COTS solutions can reduce development time, because components or applications can be purchased or licensed instead of being built from scratch. This helps the bottom line via significant savings in procurement and maintenance costs.
COTS software can be tested and proven in other organisations before you make your adoption decision. A COTS product’s reputation for quality and effectiveness could be a major reason why you should consider it for inclusion in your enterprise.
In recognition of the steep cost of software development and maintenance, COTS is being mandated across many government and business programs, so the buy-or-build decision may not be an option. COTS software can also be more vulnerable, because it is better known to software hackers.
Can you maintain security when buying off the shelf?
Even in software, off the rack doesn’t always mean ready to wear. With COTS solutions, you don’t have control of the source codes, or of the software development process, and you are at the mercy of the vendor’s schedule and willingness to provide updates and fixes.
Integrating COTS components into your environment can cut into the initial savings in development time. But what will you do if the vendor significantly changes the function of the product, doesn’t support features you need in the future, sells it to another vendor or possibly even goes out of business?
COTS software can also be more vulnerable, because it is better known to software hackers. A single security bug is all it takes to compromise your enterprise data—and hackers will hunt for that bug until they find it. The more locations where software is installed, the larger the payoff for the hacker who finds the security hole.

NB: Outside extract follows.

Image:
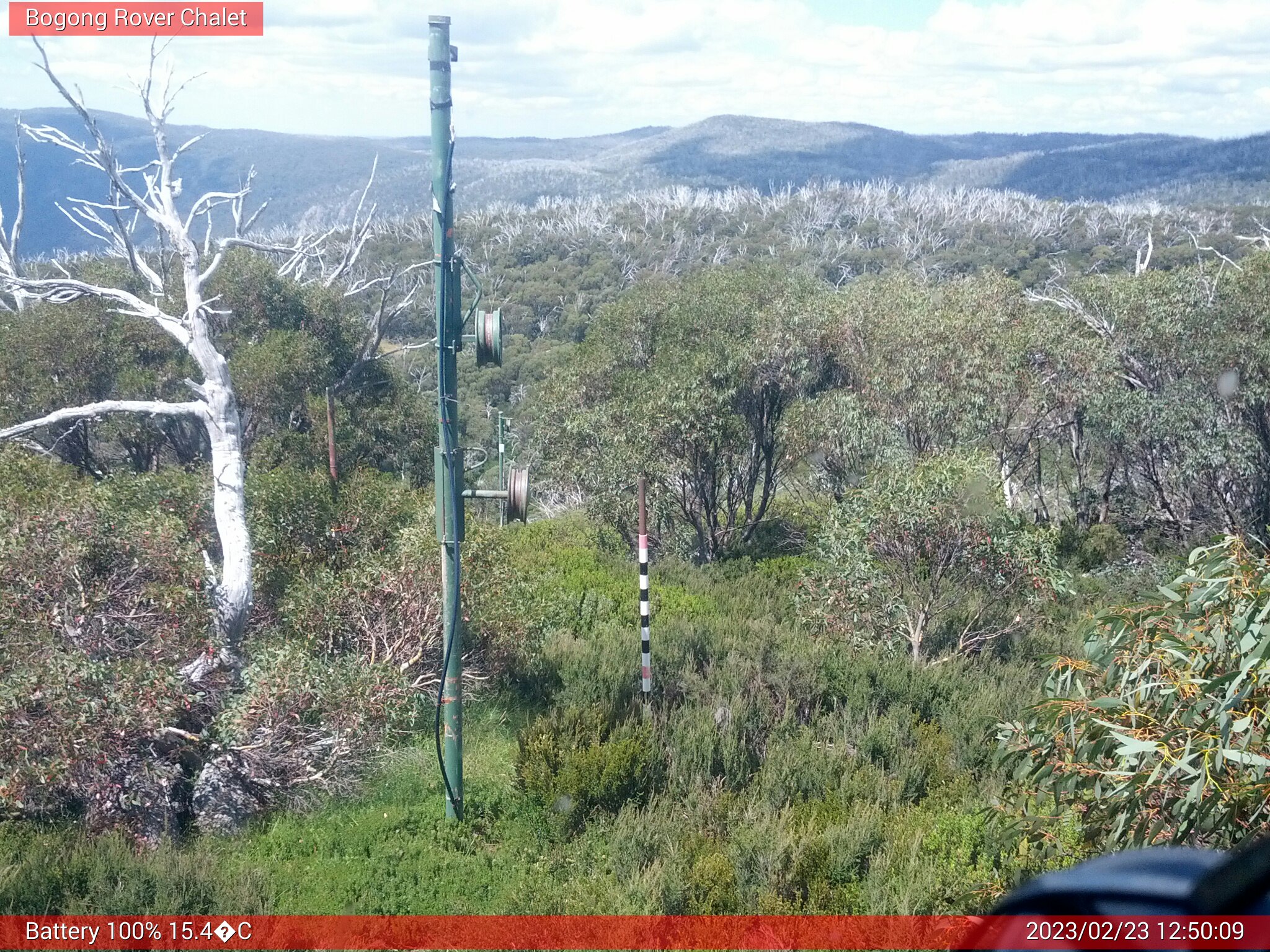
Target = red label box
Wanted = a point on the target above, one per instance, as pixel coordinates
(223, 18)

Checklist when verifying COTS:
- Perform an enterprise-wide baseline audit of all your COTS assets to determine your current risk vulnerability. Be certain the audit includes a risk analysis and threat assessment for each application that relies on them and ensures that the software undergoes security review
- Establish clear security standards and metrics for approving any new COTS applications as part of the procurement process itself (not as a security review after products have been chosen)

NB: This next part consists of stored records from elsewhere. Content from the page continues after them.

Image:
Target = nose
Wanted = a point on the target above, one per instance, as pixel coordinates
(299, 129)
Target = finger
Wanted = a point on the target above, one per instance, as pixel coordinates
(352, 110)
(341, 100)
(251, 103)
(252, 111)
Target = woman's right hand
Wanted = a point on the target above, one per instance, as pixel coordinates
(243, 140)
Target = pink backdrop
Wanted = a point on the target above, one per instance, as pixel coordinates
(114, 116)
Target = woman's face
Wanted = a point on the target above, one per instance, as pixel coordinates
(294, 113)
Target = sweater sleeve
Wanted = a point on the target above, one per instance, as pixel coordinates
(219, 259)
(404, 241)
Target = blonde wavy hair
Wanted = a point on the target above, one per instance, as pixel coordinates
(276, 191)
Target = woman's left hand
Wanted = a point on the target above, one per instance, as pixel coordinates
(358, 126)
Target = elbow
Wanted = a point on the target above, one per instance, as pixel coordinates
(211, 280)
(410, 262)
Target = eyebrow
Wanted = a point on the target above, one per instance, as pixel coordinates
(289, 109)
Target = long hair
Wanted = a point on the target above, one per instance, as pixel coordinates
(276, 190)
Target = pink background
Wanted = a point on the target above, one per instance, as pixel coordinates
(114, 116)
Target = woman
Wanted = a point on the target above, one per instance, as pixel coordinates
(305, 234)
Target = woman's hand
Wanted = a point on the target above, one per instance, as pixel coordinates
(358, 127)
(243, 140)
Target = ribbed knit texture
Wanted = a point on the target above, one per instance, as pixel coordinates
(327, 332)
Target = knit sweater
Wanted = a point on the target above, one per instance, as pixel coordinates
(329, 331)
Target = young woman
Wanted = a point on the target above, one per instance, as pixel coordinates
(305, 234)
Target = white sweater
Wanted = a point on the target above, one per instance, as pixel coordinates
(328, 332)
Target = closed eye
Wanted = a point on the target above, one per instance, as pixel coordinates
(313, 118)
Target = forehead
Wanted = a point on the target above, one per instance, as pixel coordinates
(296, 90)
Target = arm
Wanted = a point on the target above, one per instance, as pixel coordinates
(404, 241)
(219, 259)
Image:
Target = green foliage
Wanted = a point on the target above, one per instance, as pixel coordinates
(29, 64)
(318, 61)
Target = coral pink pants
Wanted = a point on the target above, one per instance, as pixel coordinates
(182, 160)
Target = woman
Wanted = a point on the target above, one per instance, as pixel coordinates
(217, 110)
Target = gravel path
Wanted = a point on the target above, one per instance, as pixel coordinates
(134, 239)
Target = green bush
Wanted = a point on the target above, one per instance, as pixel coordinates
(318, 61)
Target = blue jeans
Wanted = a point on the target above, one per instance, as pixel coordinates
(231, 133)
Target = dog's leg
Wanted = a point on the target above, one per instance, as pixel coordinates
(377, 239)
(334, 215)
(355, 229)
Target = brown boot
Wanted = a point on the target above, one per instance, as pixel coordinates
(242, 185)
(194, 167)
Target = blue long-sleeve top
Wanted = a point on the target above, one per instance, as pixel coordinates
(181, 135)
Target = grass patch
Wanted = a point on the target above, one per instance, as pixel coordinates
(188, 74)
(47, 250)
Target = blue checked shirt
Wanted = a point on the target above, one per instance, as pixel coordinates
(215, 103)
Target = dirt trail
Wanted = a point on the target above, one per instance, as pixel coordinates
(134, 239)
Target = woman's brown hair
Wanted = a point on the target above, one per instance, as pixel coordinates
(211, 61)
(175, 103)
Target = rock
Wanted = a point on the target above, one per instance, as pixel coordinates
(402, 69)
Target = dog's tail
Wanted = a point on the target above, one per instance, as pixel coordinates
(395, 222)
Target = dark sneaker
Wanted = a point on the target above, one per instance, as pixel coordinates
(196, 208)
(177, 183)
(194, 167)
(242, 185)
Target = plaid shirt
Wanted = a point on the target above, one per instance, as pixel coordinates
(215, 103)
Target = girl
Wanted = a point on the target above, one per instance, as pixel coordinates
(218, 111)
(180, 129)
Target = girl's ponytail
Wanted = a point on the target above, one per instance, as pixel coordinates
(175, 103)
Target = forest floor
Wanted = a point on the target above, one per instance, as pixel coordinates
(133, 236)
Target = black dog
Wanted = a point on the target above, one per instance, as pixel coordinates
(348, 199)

- Review the patch history, security certifications and track record of a vendor before settling on a solution. Reject vendors that do not fix known security vulnerabilities in a timely manner
- Determine whether the application vendor prioritises security bugs in their software over quality bugs. You should formally demand proactive, swift and rigorous policies from the vendor for correcting security vulnerabilities after deployment
- Formally require vendors to make available the results of both static and dynamic binary security scans of their code
- Set up a security patch management policy and review process with clear metrics that demonstrate that patches and updates are tested for security vulnerabilities before they are accepted and applied
- For mission-critical applications, formally require that the vendor put the source code into a trust administered by a third party (escrow), in case the vendor goes out of business or other failure of service or support occurs
- Be aware that customisations you make to off-the shelf software that is itself secure could introduce vulnerabilities. Create a security architecture and engineering review board to vet and approve code that modifies or interacts with COTS applications
- Implement a Secure Development Life Cycle to ensure that applications are built with security as an explicit requirement. Require your vendors and partners to do the same.

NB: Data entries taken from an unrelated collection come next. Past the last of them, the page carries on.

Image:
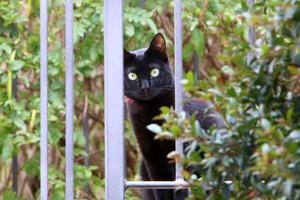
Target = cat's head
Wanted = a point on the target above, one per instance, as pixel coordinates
(147, 72)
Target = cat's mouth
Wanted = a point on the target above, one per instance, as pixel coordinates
(146, 95)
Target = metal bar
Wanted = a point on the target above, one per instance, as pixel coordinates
(178, 74)
(113, 81)
(44, 99)
(251, 33)
(157, 184)
(69, 98)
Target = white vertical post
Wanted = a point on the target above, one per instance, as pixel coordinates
(69, 98)
(44, 100)
(178, 73)
(114, 100)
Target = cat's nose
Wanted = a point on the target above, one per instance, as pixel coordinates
(145, 86)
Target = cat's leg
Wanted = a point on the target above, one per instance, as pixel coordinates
(147, 194)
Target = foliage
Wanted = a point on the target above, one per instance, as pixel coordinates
(259, 100)
(258, 157)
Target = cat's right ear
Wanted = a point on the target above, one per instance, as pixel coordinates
(127, 56)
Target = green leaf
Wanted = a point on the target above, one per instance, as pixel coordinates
(16, 65)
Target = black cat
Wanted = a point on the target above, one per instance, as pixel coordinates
(149, 85)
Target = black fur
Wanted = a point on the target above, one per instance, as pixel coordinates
(149, 94)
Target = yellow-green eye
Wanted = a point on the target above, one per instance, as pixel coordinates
(154, 72)
(132, 76)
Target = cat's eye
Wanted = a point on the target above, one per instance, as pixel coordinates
(154, 72)
(132, 76)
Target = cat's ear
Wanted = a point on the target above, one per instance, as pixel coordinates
(128, 56)
(158, 47)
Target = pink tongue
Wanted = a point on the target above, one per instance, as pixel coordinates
(129, 101)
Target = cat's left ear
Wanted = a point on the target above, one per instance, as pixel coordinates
(158, 47)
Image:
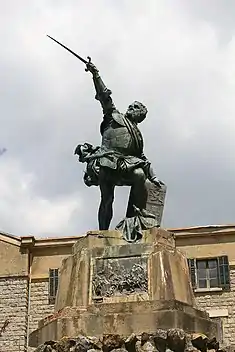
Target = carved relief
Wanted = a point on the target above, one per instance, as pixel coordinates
(156, 200)
(122, 276)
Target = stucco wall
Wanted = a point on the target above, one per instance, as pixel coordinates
(13, 306)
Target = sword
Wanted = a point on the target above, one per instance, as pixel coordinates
(72, 52)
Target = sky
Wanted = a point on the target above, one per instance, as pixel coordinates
(175, 56)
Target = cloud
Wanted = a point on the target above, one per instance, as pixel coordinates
(175, 56)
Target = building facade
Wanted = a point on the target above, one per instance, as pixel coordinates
(29, 274)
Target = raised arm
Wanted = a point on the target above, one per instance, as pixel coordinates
(103, 94)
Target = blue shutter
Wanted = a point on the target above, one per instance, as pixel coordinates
(192, 271)
(223, 272)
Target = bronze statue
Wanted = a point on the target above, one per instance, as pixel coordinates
(119, 160)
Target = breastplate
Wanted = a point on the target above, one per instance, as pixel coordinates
(116, 137)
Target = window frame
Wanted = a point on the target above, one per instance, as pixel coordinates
(223, 273)
(53, 284)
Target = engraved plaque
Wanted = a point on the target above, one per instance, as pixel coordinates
(119, 276)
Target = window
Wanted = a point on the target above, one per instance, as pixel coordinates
(209, 273)
(53, 284)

Many of these steps include a formal requirement. This means that this requirement should be formalised in your legal purchase agreement with the COTS vendor. Many COTS vendors refuse to modify purchase agreements for small- or medium-sized customers. If you cannot get vendors to legally agree to these requirements, consider starting a user’s group where multiple customers with the same requirements can speak to the vendor as a single organisation with a larger purchasing power.